What does FPC stand for? FPC stands for Flexible Printed Circuit, known in Chinese as a flexible printed circuit board, commonly abbreviated as a flexible board. FPC is a highly reliable, exceptionally flexible printed circuit board manufactured using polyimide or polyester film as the substrate material, also referred to as a flexible circuit board or flexible printed circuit. They are categorised into four types: single-sided, double-sided, multilayer, and rigid-flex boards. They are characterised by high wiring density, light weight, thin profile, and excellent bendability.
Within mobile phones, FPC is applied across components including batteries, screens, cameras, side buttons, antennas, fingerprint modules, and speakers. Since the penetration of 5G communication technology, the number of internal phone components has increased, with the addition of 5G antennas further driving growth in internal FPC usage. Since the commercialisation of 5G, mobile phone flex board usage has risen by 15%-20%, while the area of mainboards has also expanded concurrently.
Within the smartphone camera assembly, FPC serves as the circuit connection for the CMOS sensor. One end of the Flex pcb connects to the gold wires of the CMOS sensor, while the other end links to the mainboard, thereby completing the electrical circuit. The camera’s ability to capture images and generate photos relies entirely on FPC support. Within the smartphone camera, FPC fulfils the following functions: 1. Provides electrical properties, acting as an electrical connection; 2. Delivering mechanical properties to support the fixation and assembly of electronic components; 3. Enabling automated placement, soldering, and inspection between integrated circuits and electronic components.

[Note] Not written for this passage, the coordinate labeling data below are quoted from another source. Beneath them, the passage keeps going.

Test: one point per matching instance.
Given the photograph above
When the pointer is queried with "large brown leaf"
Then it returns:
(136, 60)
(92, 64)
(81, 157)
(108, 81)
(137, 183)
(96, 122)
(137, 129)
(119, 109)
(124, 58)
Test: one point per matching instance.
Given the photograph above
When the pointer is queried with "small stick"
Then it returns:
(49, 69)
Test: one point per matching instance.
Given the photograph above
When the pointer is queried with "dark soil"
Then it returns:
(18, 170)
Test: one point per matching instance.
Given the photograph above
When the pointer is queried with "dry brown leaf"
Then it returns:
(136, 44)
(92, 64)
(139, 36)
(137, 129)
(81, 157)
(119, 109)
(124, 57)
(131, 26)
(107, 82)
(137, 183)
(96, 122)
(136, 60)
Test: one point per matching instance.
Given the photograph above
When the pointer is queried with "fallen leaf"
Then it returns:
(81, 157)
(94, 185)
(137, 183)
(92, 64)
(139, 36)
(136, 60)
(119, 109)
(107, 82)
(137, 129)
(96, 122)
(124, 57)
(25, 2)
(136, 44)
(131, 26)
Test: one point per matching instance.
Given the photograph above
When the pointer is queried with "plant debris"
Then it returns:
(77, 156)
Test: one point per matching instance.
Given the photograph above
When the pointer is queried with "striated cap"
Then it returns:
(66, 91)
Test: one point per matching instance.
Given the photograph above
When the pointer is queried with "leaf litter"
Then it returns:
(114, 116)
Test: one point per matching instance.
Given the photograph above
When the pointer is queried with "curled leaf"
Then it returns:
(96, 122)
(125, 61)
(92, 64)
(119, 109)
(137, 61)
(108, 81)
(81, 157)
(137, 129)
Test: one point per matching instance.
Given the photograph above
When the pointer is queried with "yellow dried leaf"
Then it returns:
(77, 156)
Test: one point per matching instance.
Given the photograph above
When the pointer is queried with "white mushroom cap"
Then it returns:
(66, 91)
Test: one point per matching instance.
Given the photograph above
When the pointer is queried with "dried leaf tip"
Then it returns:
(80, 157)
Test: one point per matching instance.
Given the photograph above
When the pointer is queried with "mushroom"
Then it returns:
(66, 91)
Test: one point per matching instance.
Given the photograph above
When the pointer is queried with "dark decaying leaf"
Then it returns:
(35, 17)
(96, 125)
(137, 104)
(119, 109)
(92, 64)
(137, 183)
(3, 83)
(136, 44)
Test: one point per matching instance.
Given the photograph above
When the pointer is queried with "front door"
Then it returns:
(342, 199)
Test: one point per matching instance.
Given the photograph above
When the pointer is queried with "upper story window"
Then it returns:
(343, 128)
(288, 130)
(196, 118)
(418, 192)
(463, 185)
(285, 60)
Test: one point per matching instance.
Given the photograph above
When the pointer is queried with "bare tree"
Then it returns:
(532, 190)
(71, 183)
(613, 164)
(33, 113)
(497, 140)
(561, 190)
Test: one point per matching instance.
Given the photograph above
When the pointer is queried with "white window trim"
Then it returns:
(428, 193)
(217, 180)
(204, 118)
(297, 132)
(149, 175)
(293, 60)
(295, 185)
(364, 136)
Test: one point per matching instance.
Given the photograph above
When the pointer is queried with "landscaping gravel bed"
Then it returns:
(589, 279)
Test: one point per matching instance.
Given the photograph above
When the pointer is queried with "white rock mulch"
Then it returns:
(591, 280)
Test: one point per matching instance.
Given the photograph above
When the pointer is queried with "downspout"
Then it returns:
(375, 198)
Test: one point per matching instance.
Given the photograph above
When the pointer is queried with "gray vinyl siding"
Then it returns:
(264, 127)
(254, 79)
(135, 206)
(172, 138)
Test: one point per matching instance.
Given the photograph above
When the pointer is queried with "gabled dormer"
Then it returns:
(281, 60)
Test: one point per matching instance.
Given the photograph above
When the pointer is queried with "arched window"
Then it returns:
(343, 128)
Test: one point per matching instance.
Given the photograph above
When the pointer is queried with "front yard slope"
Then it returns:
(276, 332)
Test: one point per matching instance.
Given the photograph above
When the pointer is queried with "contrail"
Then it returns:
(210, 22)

The evolution from dual-camera to multi-camera rear setups in smartphones signifies a technological revolution in camera systems. This advancement not only fulfils users’ demands for high-quality, diverse photography capabilities, achieving more vivid and natural imaging effects, but has also become a focal point for differentiation among smartphone manufacturers. Under the 5G network infrastructure, the proliferation of multi-camera systems in mobile phones will drive increased demand for Flexible Printed Circuits. During production, mobile camera flexible pcb must undergo testing to verify both performance compliance and the absence of quality defects.
Within mobile phone cameras, FPC serves the following functions:
- Providing electrical properties to facilitate electrical connections;
- Offering mechanical performance to support the fixation and assembly of electronic components;
- Enabling automated placement, soldering, and inspection between integrated circuits and electronic components.
Among the testing components required for mobile phone camera FPC testing, the spring-loaded micro-needle module is indispensable. Its slim, spring-loaded design adapts to complex internal circuitry and minute spacing within mobile phones, accommodating pitch values between 0.15mm and 0.4mm. It maintains long-term connectivity without pin jamming or needle breakage, delivering superior performance. During electrical connection of mobile camera FPCs, the spring-loaded micro-needle module transmits currents ranging from 1 to 50A with stable overcurrent performance and no current attenuation. It offers reliable connectivity and an average lifespan exceeding 200,000 cycles, eliminating frequent replacement and significantly enhancing testing efficiency for mobile camera FPCs.
With technological advancement, inherent limitations in the physical properties and manufacturing processes of flexible printed circuits have become apparent. Demands for increasingly miniaturised products and finer circuit lines pose significant challenges to current fabrication techniques.
Additionally, growing global concern over environmental pollution—including but not limited to copper-rich solutions generated during the etching stage of FPC production and waste residues from soldering and electroplating—has heightened pollution treatment costs while causing severe ecological damage.
Moreover, the intricate processing steps result in generally low production efficiency for flexible circuit boards. Coupled with rising labour costs, this further intensifies operational pressures for enterprises. The FPC industry eagerly anticipates the emergence of new processes to resolve these existing issues.
As a critical internal connectivity component within mobile phones, flexible printed circuits (FPC) play an increasingly vital role in the 5G era. With the proliferation of 5G technology and multi-camera configurations, demand for FPC continues to grow. The testing application of spring-loaded micro-needle modules effectively ensures their performance and quality.